Он понял враз, кто напал и почему, и пока те громили торг, поскакал опрометью, уйдя дорогою от брошенного аркана и двух пущенных ему вослед стрел, спасать Керима, в юрте коего был еще с утра. Выскакал за город. Мало что различая в тумане, так залепляло лицо снегом, с трудом обнаружил Керимову юрту. Тут еще и не ведали ничего. С трудом уговорил приятеля, не ввязываясь в драку, переждать с дочерьми на русском подворье. Старуха мать со старшей женой отказались трогаться с места.
- Овец порежут, коней отгонят - помирать станем! Кому мы, две старухи, нужны!
Уже на подворье, куда пробирались задами, минуя бесконечные плетни и дувалы, вызналось от прибывшего вестника остальное: цесаревича, оказывается, обманул проводник, выведя не к ханскому дворцу, а к торгу (то ли обманул, то ли запутался в тумане, но заплатил за это головой).
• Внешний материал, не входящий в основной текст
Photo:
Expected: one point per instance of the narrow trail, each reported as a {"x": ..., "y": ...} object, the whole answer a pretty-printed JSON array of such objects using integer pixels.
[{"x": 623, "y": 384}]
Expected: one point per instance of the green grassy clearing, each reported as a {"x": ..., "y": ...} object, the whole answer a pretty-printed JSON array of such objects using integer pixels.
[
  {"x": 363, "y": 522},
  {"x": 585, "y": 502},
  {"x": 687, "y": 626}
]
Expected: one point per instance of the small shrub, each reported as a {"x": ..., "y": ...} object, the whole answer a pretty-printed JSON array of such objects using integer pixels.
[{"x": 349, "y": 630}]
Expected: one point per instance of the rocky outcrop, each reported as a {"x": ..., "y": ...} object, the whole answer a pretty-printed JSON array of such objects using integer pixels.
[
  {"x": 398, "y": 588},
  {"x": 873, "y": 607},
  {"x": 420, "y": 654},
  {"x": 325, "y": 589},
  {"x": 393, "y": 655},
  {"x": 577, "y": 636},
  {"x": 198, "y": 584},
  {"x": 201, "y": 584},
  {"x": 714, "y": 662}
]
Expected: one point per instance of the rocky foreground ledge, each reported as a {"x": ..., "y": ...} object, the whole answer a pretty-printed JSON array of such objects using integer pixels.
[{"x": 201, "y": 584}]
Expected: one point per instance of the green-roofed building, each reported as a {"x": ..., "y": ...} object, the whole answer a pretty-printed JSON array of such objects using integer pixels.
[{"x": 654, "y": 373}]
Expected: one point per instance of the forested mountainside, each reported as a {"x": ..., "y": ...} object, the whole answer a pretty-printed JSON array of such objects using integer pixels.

Булат-Салтан успел собрать неколико дружины и теперь отбивается, а на Русь, к Едигею, послал отчаянного гонца с письмом, мол, приходи и спасай!
Теперь что ж? Василий с трудом обмысливал сказанное, не решив еще для себя, что лучше: чтобы Булат-Салтан усидел или погиб? И тогда погибнет Едигей, заклятый враг Тохтамышевых сыновей, что нынче громит его родину? Но добры ли будут до Руси и они, коли захватят ханский престол?
В углу грудою тряпья, замотав лица до глаз, сидели Керимовы дочери с младшей женою и младенцем. Керим сидел потерянный, не похожий на себя, на лавке, слушая почти не понятную для него русскую молвь споривших друг с другом мужиков.
- Где же хан? - вопросил Василий гонца. Тот махнул рукою:
- В степи! Ускакал! Свои, дак не выдадут!
- Нас-то цесаревич твой не выкурит отсюдова? - тяжело и прямо вопросил, глядя исподлобья, Степан Ворыгин, ключник русского подворья. Гонец глянул исподлобья, перевел плечами, смолчал. Скоро поспела каша и уха из волжской рыбы. Сели за стол. <Убеглым> - Кериму с домашними тоже налили мису ухи, отломили хлеба.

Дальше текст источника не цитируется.